Seksin erkeklere atanmış bir eylem olarak kodlandığı kültürle doğrudan hesaplaşmasa da, Dying for Sex’in bu konuyla derdi olduğu açık. Molly’nin (Michelle Williams), metastazlı ölümcül kanser teşhisinin ardından kocası Steve’den (Jay Duplass) ayrılması, bu çarpık kültürel bakışın bir sonucu gibi okunuyor. Hayatta olduğu gibi yatakta da partneri olan adamın, ilk kanser teşhisinden sonra adeta bir hastabakıcıya dönüşüp aralarındaki cinsel etkileşimi sıfırlaması karşısında Molly’nin duyduğu öfke hem bariz hem de anlaşılır. Yirmili yaşlarına, daha doğrusu arzulanmaya duyduğu özlemi de yanına alarak çıktığı bu yolda, en yakın arkadaşı Nikki’yi (Jenny Slate) seçiyor kendine yoldaş olarak. Steve, tipik bir erkek gibi tüm görevlerini tek başlıkta toplamaya çalışırken; Nikki, hayatını durdurup Molly’ye sıkı sıkıya tutunuyor. Çok da parlak ilerlemeyen kariyerini rafa kaldırıyor, vericiliğinden yakınan erkek arkadaşını geride bırakıyor, bir kanser hastasının tedavi sürecine dair her bilgiyi öğreniyor, gelişiyor ve en önemlisi: Molly’nin gerçekleştirmeye cesaret edemediği fanteziler için onu yüreklendiriyor.

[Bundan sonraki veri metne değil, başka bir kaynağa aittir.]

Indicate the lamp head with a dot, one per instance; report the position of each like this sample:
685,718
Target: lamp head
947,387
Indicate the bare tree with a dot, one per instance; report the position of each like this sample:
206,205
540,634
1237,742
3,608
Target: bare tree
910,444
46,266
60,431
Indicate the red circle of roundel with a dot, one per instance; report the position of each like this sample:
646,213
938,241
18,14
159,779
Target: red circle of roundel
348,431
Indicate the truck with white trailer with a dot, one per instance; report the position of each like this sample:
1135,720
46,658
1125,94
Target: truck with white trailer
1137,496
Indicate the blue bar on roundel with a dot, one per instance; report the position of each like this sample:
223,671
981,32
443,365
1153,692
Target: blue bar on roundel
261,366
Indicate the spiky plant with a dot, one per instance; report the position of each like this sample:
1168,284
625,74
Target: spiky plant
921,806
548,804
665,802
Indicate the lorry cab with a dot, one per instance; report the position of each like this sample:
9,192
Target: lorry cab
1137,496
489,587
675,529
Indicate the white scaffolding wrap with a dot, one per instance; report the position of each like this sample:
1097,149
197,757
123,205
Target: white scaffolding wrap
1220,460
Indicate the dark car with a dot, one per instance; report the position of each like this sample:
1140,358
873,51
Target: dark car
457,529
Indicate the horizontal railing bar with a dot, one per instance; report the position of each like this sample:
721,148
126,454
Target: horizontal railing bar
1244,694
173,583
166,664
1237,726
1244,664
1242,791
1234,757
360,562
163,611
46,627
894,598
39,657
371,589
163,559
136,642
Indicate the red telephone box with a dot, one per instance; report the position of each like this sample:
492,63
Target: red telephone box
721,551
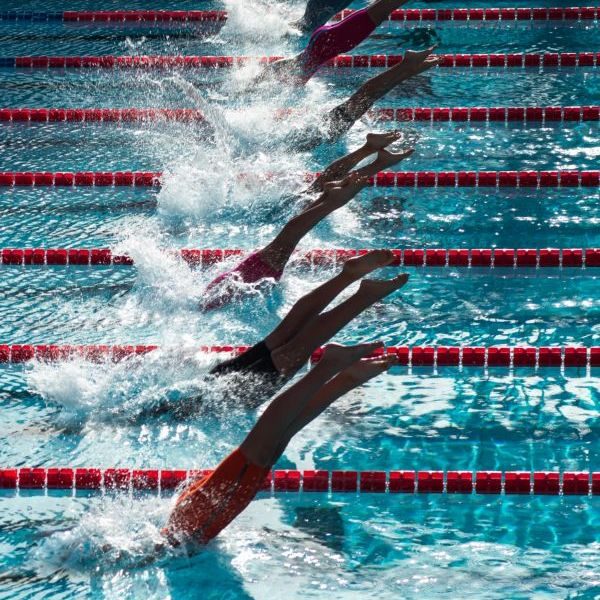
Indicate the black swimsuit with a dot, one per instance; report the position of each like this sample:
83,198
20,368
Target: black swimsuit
255,360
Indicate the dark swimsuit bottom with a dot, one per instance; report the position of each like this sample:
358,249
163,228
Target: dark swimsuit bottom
255,360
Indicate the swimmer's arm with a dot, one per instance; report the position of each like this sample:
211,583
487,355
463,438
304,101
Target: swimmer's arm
340,168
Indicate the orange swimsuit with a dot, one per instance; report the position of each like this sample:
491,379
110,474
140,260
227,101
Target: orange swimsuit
208,505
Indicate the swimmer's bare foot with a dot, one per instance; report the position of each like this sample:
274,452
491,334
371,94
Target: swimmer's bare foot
342,356
367,368
376,289
386,159
418,62
362,265
378,141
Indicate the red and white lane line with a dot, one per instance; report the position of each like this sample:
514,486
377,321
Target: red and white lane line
517,60
408,482
461,15
513,258
404,179
474,114
411,356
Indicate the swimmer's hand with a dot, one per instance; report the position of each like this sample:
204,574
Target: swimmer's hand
419,62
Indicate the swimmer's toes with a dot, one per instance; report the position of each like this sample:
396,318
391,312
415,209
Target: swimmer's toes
361,265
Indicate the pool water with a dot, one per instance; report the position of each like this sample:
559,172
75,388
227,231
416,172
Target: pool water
298,545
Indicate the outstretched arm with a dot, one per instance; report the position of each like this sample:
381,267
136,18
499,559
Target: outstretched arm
341,167
318,12
335,388
268,437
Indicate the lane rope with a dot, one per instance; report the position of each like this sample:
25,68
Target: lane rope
461,15
520,60
411,356
513,258
473,114
404,179
409,482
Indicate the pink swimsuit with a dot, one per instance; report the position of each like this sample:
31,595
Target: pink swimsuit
330,40
252,269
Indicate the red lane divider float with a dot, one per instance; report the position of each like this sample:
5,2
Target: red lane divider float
411,179
550,59
408,482
410,257
457,14
460,15
415,356
475,114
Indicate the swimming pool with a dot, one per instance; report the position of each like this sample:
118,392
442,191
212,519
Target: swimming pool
343,545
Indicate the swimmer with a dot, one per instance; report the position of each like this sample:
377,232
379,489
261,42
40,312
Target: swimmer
340,119
275,359
270,261
208,505
307,327
330,40
319,12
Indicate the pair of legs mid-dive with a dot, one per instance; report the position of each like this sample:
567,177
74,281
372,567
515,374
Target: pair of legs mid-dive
270,261
208,505
328,41
308,326
340,119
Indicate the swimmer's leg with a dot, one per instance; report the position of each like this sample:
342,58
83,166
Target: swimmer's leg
318,12
345,381
313,303
264,442
343,116
277,253
375,142
384,160
292,355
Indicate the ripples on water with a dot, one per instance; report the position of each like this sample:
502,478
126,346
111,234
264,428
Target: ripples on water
82,414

Diziyi iki parça olarak değerlendirmek mümkün. İlk dört bölüm, öleceğini bilen bir kadının cinselliğini doyasıya yaşama ve keşfetme çabasıyla dans halinde. Senaryo, seksi olduğu kadar komik deneyimlerle duygusunu sabitlemeye de özen gösteriyor. Son dört bölümde ise ton sertleşiyor, hazmı daha ağır bir anlatıya geçiliyor. Molly’nin bedeni artık zorlanmaya başlıyor; ikili ilişkilerinde, kanserin görünmezliğine yaslanarak kafasına göre hareket etme lüksünü yitiriyor. Cinsel devrimden mizah çıkartıp ardından ölümün soğuk gerçekliğiyle yaratılan kontrastın bu denli işlemesi gerçekten ürpertici. Ancak bu noktada Dying for Sex‘in araçları bir hayli fazla. Molly ve Nikki arasındaki ilişki, bence tüm romantik ya da cinsel bağlanmaların ötesinde, çok daha güçlü bir sevginin temsili. Öylesine sağlam bir temel oluşturuyorlar ki, üstüne ne inşa edilse işler zaten. Hani öyle bir sevgi ki bu; kendinden farklı olan dostunu, sahip olmadığın özellikleri taşıdığı için sevmek… Gıpta etmek, başardığı her şeyle gurur duymak. Finale doğru gelen keşif ise hikâyeyi bambaşka bir yere taşıyor: Bir sevgiliyle değil de bir arkadaş sayesinde birini ne kadar sevebileceğini öğrenmek fikri, hem büyüleyici hem de kadın (ve hatta biraz da kuir) dostluğun pek değinilmemiş bir tarafını anlattığından, farklı.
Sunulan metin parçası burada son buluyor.